The COVID-19 pandemic has seen a trend of employees who previously worked in a traditional office setting transition to working from home. Upon transitioning to working from home, many such employees found themselves lacking the tools they required, and having to pay out of pocket for expenses directly related to their job. Most employees working from home found themselves requiring an internet connection, and a telephone (whether cell, landline, or IP) in order to do their job. They may also have needed to purchase equipment such as webcams, scanners, and shredders. Even basic supplies such as pens and paper, normally obtainable at work, may have found their way on to employees’ shopping lists.

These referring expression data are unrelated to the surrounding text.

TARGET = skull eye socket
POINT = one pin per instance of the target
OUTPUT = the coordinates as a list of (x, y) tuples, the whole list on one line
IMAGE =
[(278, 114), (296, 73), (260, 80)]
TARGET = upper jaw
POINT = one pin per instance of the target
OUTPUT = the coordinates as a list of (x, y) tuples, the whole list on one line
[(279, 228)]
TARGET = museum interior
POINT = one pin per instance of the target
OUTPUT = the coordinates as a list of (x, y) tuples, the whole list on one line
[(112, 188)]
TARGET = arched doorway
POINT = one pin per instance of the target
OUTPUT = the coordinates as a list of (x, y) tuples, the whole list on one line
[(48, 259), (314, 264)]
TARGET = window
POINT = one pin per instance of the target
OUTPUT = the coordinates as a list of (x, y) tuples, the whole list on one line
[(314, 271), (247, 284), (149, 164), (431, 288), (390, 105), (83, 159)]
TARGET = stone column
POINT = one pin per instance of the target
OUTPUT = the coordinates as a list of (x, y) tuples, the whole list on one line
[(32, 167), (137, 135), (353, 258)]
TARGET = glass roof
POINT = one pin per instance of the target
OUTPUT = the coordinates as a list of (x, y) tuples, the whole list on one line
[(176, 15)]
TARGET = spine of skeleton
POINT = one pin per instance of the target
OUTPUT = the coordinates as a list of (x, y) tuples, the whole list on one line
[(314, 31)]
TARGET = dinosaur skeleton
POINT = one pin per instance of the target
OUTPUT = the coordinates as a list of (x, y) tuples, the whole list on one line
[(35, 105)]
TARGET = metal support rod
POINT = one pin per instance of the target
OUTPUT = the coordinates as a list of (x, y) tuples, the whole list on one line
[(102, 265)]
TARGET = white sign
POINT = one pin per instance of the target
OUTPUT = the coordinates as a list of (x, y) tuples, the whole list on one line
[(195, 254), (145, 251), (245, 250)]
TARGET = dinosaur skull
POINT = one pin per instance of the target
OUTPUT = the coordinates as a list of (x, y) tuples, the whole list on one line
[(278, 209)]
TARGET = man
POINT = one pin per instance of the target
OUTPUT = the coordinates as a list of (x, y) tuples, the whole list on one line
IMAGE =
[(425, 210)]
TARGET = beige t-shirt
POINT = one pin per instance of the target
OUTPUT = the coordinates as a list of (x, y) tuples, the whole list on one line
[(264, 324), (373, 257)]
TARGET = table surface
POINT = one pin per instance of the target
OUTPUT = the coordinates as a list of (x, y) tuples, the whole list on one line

Such expenses are, ultimately, expenses incurred for the benefit of the employer, not the employee. In an office setting, such expenses would be borne directly by the employer without a second thought. With the quick, and for many companies unprecedented, shift to work-from-home earlier this year, many employees nonetheless found themselves paying such expenses.

Fortunately, the Internal Revenue Code recognizes that expenses incurred by employees on behalf of their employers are actually business expenses, and as such a company should be able to deduct their reimbursement without the employee having to recognize income, essentially creating the same tax treatment as if the employer had paid such expenses directly.

The IRS, however, does not want to create a situation where the employer is actually paying personal expenses disguised as business expenses. Therefore, the employer must have an “accountable plan” in order to reimburse employee expenses. An accountable plan is an arrangement that follow three rules: (1) reimbursed expenses must be incurred by an employee in the course of performing a service for the employee (i.e., they must be expenses that if the employer had paid directly, would have been deductible business expenses), (2) such expenses must be substantiated within a reasonable period of time after being incurred (note that reasonableness is based on facts and circumstances, though certain safe harbors exist), and (3) in the case of an advance or overpayment, the employee must return, within a reasonable period of time, any excess payment above actual expenses.

Reimbursable expenses may include home office expenses such as a portion of internet and phone bills, as well as equipment like webcams and printers, or supplies like paper and pens. It will not cover items such as child care which are for the benefit of the employee and not the employer.

Employee reimbursement arrangements under accountable plans existed before the pandemic, but were often under-utilized and only covered items such as business travel, professional dues, and other large ticket items. Such arrangements will also likely continue to remain available long after the pandemic ends. As such, employers may wish to familiarize themselves with the rules laid out in Regulation 1.62-2, and contact their accountant or tax attorney to determine what they need to do to ensure that employees are reimbursed when they cover business expenses. Whether or not such reimbursements are legally required to be made (as is the case in states such as California), doing so will help ensure that employees can obtain the tools necessary to do their jobs without incurring an undue tax burden.